Lastly, in our sensitivity analyses conducted on a balanced, n = 200 subsample for each task, results were largely similar regardless of the written order of labels in the original prompt (e.g., ‘0: Patient should not be admitted to hospital. 1: Patient should be admitted to hospital.’ Vs ‘1: Patient should be admitted to hospital. 0: Patient should not be admitted to hospital.’) (Tables S4 and S5).
Discussion
This study represents an early, highly-powered evaluation of the potential uses and limitations of LLMs for generating clinical recommendations based on real-world clinical text. Across three different clinical recommendation tasks, we found that GPT-3.5-turbo performed poorly, with high sensitivity but low specificity across tasks.

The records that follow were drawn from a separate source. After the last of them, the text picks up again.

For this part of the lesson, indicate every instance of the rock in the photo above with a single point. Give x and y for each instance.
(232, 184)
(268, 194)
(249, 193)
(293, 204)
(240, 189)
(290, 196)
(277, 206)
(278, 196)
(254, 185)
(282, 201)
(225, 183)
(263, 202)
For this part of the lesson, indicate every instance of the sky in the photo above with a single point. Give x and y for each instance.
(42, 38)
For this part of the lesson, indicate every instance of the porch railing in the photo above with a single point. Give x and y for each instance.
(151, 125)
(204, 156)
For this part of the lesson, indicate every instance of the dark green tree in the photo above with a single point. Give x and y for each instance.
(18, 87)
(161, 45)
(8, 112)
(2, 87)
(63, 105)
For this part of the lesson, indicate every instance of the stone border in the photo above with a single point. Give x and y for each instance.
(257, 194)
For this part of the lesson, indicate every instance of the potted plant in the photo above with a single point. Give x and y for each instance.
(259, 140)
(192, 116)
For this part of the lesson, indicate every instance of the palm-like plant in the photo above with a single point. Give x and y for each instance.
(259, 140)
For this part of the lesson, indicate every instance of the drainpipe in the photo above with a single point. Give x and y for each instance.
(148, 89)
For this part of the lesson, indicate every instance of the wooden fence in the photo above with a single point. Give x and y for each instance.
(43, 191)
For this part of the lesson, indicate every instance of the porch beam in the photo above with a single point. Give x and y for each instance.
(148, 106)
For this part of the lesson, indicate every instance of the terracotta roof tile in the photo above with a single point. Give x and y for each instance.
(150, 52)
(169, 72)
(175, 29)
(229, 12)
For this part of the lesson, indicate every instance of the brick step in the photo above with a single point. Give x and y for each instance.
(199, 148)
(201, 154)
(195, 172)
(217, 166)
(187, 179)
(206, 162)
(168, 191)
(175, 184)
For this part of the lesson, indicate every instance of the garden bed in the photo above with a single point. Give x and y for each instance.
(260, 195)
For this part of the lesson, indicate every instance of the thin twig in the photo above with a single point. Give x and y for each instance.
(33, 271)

GPT-4-turbo performed better than its predecessor, especially when predicting the need for antibiotics for a patient in the Emergency Department. Model performance was marginally improved with iterations of prompt engineering, including the addition of zero-shot chain-of-thought prompting14. On the evaluation of an unbalanced sample reflective of the real-world distribution of clinical recommendations, the overall performance of both GPT-4-turbo and GPT-3.5-turbo was significantly worse than that of a resident physician, with 8% and 24% lower accuracy, respectively, when averaged across tasks. However, there were notable differences in GPT-4-turbo performance across tasks, with 25% lower accuracy compared to physicians for Admission status (‘Should the patient be admitted to hospital?’) and 4% lower accuracy for Radiological investigation(s) request status (‘Should the patient have radiological investigations requested?’), compared with 5% greater accuracy for Antibiotic prescription status (‘Should the patient receive antibiotics?’).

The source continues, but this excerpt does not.